The notebook runs as a four-step pipeline. Leaf normal vectors and ray weights are computed automatically inside get_voxel_metrics (Step 4) — there is no separate normals step.

Step 1: Configure Paths and Object IDs

Set the project paths and the object IDs that identify leaf vs. wood in your HELIOS data. The same cell runs a quick classification check via test_helios_settings, which plots a sample of points coloured by leaf/wood so you can confirm the IDs before processing:

project_dir = '/path/to/project'
helios_dir = '/path/to/helios/data'
references_dir = '/path/to/references'

# Specify which object IDs in HELIOS correspond to leaf/wood
# (these must match the IDs used in your HELIOS simulation)
leaf_object_ids = [0]       # Adjust based on your HELIOS setup
wood_object_ids = [1]       # Adjust based on your HELIOS setup
use_class = False           # Set True to use the class field instead of hit_object_id

# Classification preview — pass output_dir=None to display without saving
test_helios_settings(helios_dir, use_class, leaf_object_ids,
                     wood_object_ids, output_dir=project_dir)

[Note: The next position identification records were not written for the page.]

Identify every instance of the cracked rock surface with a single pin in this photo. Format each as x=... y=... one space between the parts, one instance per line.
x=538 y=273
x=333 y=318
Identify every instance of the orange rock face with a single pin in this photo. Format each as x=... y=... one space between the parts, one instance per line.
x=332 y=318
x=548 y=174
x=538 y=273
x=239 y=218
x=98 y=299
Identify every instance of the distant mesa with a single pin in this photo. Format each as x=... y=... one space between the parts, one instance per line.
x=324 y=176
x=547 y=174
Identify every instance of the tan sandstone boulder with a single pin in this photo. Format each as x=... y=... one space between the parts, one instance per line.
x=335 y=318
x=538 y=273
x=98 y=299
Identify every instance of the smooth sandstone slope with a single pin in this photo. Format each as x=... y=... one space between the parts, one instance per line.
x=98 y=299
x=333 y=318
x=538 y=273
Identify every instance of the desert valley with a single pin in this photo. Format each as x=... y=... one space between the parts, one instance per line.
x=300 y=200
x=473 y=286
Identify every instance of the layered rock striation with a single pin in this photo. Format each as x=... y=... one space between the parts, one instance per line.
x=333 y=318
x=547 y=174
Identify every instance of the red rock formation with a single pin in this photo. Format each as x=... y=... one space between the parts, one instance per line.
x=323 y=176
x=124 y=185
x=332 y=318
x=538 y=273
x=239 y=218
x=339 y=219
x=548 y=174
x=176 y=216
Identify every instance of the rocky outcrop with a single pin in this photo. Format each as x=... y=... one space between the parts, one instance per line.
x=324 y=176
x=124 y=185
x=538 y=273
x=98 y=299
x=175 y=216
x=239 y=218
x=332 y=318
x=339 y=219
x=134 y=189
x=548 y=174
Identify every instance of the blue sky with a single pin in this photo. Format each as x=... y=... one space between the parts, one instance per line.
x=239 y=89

Step 2: Extract Valid Rays from HELIOS

Convert HELIOS XYZ and pulse data into efficient Parquet format, keeping only rays that pass through the reference voxel grids' bounding box:

from utils import prepare_helios_data

prepare_helios_data(
    input_dir=helios_dir,
    output_dir=valid_rays_dir,
    references_dir=references_dir,
    leaf_object_ids=leaf_object_ids,
    wood_object_ids=wood_object_ids,
    use_class=use_class
)

Output: valid_rays/leg_{leg_id}_valid_rays.parquet

Step 3: Compute Ray-Voxel Intersections

For each valid ray and voxel size, determine ray-voxel intersections via DDA traversal and record entry/exit points, leaf/wood classification, and ray parameters. Output is kept per-leg so metrics can later be computed from any combination of legs without recomputing intersections:

from utils import voxel_ray_intersections

voxel_ray_intersections(
    valid_rays_dir=valid_rays_dir,
    references_dir=references_dir,
    debug=False
)

Output: leg_{leg_id}_voxel_{voxel_size}_intersections.parquet (voxel size formatted to one decimal, e.g. 0.2, 1.0, 2.0).

Step 4: Calculate Metrics (and Merge with Reference)

Aggregate the intersections into per-voxel optical metrics (gap probability, G-function, path lengths, LIAD/WIAD/PIAD and their de Wit classifications). Leaf normals and ray weights are computed here automatically.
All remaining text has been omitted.